Porque os senhores da noite nada temem sobre a terra,
é que marcham indiferentes por vielas indecentes e tabernas.
Cantam os feitos da penumbra como um tango estilhaçado,
em pares audaciosos e fugidios como animais de caça.
Um estampido na lembrança e uma cicatriz de anos,
servem para o senso das coisas que se dizem findas,
vendendo o sonho de guerras que já não se fazem mais,
e de crianças perdidas antigamente, quando eram mortais.

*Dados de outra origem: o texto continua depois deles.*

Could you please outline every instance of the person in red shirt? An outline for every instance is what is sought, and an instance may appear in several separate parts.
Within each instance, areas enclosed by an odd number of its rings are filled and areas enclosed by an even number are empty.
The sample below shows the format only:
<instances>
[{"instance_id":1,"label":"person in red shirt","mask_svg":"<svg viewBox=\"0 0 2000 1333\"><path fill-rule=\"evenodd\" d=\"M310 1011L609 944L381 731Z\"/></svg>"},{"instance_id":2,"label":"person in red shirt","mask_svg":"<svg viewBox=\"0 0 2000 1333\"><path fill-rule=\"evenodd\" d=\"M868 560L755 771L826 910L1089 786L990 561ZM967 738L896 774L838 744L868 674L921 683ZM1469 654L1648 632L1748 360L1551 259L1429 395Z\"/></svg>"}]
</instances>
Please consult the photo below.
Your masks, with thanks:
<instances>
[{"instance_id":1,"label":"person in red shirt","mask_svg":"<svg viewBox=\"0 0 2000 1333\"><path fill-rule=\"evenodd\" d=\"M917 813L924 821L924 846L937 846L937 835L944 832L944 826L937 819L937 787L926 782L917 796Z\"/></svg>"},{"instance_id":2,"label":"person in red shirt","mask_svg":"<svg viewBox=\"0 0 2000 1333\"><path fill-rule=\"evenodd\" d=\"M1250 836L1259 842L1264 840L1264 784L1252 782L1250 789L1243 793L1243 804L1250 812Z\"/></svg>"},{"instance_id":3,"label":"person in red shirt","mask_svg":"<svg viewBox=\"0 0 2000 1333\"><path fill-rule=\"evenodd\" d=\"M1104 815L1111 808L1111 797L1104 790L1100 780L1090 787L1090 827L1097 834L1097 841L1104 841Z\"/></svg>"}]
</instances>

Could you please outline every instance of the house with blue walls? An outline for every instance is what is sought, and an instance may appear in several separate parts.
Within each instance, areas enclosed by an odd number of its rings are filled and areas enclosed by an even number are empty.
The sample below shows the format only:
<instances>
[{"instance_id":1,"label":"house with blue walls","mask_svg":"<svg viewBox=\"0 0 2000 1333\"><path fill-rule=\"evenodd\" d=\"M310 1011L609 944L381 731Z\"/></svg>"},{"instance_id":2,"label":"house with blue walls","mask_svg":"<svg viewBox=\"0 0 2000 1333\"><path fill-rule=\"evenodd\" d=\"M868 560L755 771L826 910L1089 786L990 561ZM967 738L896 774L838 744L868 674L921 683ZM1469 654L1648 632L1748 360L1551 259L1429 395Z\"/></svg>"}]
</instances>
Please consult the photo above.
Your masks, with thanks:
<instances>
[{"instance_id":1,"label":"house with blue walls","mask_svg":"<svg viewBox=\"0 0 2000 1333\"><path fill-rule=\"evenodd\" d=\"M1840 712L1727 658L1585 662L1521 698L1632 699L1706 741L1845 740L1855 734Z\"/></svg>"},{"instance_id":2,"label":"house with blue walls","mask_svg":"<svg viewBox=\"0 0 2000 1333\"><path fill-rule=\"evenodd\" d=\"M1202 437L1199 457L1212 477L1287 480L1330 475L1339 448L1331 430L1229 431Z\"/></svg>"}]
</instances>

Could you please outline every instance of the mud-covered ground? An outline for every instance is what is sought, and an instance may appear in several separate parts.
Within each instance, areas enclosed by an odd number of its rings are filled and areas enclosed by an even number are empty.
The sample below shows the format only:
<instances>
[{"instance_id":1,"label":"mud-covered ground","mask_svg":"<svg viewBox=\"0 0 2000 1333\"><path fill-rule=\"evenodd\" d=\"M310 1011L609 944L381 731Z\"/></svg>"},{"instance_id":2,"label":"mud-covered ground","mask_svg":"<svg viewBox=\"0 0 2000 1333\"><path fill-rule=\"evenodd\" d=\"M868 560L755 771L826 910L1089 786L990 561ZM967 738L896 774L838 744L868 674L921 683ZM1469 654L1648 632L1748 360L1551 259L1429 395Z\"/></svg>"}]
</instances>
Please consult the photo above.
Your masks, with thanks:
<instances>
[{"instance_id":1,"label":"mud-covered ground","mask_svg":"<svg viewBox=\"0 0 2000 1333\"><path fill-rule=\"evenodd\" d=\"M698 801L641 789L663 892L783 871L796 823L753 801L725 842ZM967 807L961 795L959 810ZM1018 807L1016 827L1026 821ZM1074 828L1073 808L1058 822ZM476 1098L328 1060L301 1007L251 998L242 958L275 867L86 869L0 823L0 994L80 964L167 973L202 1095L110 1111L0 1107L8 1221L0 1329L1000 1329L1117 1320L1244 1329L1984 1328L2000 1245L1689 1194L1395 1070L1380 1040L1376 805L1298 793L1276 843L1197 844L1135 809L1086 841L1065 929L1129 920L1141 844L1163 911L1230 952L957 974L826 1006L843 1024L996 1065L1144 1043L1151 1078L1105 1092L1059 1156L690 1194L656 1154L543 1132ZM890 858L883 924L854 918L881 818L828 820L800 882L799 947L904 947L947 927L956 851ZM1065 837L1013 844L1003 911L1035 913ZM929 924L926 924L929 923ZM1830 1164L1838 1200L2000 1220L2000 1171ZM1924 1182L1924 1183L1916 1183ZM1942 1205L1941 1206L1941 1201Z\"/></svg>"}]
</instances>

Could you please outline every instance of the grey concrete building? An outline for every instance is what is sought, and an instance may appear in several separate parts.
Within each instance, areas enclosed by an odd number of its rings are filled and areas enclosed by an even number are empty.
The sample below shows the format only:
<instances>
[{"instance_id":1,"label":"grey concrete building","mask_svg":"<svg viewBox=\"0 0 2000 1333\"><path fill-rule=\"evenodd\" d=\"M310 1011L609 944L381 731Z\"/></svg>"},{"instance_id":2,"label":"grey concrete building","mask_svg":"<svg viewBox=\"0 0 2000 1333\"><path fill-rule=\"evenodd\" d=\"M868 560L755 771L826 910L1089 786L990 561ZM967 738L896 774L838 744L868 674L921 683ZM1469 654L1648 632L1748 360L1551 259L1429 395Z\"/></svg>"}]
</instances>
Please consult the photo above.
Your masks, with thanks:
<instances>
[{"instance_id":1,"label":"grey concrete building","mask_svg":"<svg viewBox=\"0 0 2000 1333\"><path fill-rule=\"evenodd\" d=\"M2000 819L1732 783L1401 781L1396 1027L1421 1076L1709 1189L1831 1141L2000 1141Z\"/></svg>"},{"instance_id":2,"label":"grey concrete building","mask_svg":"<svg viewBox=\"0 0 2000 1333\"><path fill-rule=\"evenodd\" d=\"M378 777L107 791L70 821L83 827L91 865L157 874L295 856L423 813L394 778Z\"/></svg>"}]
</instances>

Em tudo que não posso é que reside essa mágoa,
esse despropósito alarmante que é estar sempre fora de lugar.
Nunca se espera do amanhã o desescrever de uma fala,
dita á beira do lago quando todo mundo foi embora.
Então a lembrança incomum dos senhores da noite,
é o toque do linho sobre a pele cansada da espera.
Um óbito aqui, outro alí, quem, de fato, se importa?
Ao longo dos caminhos tortos cerram-se as portas,
e a conjunção das farsas se equivoca, pois são inócuas.
Ao ver no horizonte o que foi feito do tempo,
a morte se insinua sobre a pele como dobra.
medalhas gastas de orações sem resposta,
acusam que o infinito cabe nos minutos da hora.
Assim como todas as faces de um minuto secular,
entende-se que a natureza da dança é circular.
Uma variação da noite se manifesta na despedida,
porque é isso que sempre se diz quando no fim:
Entendi quase tudo, porém, não sabia o que queria.